Gartner CEO dusts off old themes in Symposium kick-off

Gartner CEO dusts off old themes in Symposium kick-off

Summary: San Francisco - Gartner Symposium/ITxpo — The last time I was at a Gartner Symposium/ITxpo (last Spring's event), the charismatic Michael Fleisher was the CEO and he had established a reputation of giving very forward looking keynotes in an effort to give the IT professionals in attendance some idea of how he'd strategize if he were them.


San Francisco - Gartner Symposium/ITxpo — The last time I was at a Gartner Symposium/ITxpo (last Spring's event), the charismatic Michael Fleisher was the CEO and he had established a reputation of giving very forward looking keynotes in an effort to give the IT professionals in attendance some idea of how he'd strategize if he were them.  By making predictions based on what he saw in his crystal ball, Fleisher ran the risk of (1) alienating the more conservative of the attendees, and (2) of being wrong when it came time for those predictions to be held up to reality.  While I sometimes thought he was too far "out there," he still deserved credit for glomming onto current trends (some that were just getting out of the gate), alerting the audience to them, and trying to plot their logical conclusions.  Even if the conclusions were wrong, the attendees could easily form their own conclusions.

genehall.jpgSo, this morning, it was a bit of a shocker to hear the company's new CEO Gene Hall swing completely in the opposite direction in his Symposium/ITxpo keynote.   Granted, the CIO/IT manager-set that's in attendance is a conservative bunch.  But  RFID and portal software are not new technologies, as Hall declared them to be. (OK, RFID is sort of new.) 

Compared to previous Symposium themes like  the Real Time Enterprise (an admirable IT goal that can give companies serious competitive advantage if they, too, establish it as a theme and look to leverage new innovative technologies), conquering complexity (the current event's theme) is one of the industry's most prehistoric themes.  

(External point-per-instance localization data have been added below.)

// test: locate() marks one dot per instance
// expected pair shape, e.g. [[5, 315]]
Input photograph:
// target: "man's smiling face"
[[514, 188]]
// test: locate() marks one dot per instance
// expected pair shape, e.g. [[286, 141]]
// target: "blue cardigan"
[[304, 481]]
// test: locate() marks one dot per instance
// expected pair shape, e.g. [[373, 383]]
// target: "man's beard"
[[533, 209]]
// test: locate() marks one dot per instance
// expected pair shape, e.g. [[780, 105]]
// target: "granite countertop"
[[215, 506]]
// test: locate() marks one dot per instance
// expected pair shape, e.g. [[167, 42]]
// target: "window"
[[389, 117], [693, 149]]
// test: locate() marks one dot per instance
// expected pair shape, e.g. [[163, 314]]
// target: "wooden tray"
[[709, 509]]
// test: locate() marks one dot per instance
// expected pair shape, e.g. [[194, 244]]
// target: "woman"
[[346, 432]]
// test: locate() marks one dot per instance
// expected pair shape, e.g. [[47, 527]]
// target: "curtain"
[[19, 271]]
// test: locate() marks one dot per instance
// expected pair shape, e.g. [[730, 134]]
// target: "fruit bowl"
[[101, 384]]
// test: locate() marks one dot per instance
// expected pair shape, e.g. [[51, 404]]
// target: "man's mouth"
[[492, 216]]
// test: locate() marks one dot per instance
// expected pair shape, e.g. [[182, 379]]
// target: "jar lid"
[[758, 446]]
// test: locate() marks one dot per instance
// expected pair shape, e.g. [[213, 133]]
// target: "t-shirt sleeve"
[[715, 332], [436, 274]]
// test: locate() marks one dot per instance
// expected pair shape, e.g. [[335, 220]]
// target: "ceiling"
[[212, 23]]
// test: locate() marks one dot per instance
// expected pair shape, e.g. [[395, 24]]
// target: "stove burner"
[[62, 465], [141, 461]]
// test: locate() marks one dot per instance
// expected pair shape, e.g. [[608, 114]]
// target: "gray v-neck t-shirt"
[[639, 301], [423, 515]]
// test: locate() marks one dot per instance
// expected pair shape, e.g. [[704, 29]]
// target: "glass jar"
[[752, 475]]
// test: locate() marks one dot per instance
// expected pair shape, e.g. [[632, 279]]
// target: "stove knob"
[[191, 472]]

At Gartner's October event in 2001, on the heels of the world's 9/11 wake-up call, Gartner very nimbly rewired that Fall Symposium's theme to include business continuity as one of the event's major themes.   The newly added after hours sessions addressed very real decisions with which IT managers were now faced.  For example, how to set up redundant data centers and how to leverage telecommuting  as a means to keeping the enterprise in business during times of disaster.  One of the best lessons that came from that Symposium was the constant reminder that companies need to regularly test their continuity plan. Left untested, your plan, if you have one, is doomed to fail.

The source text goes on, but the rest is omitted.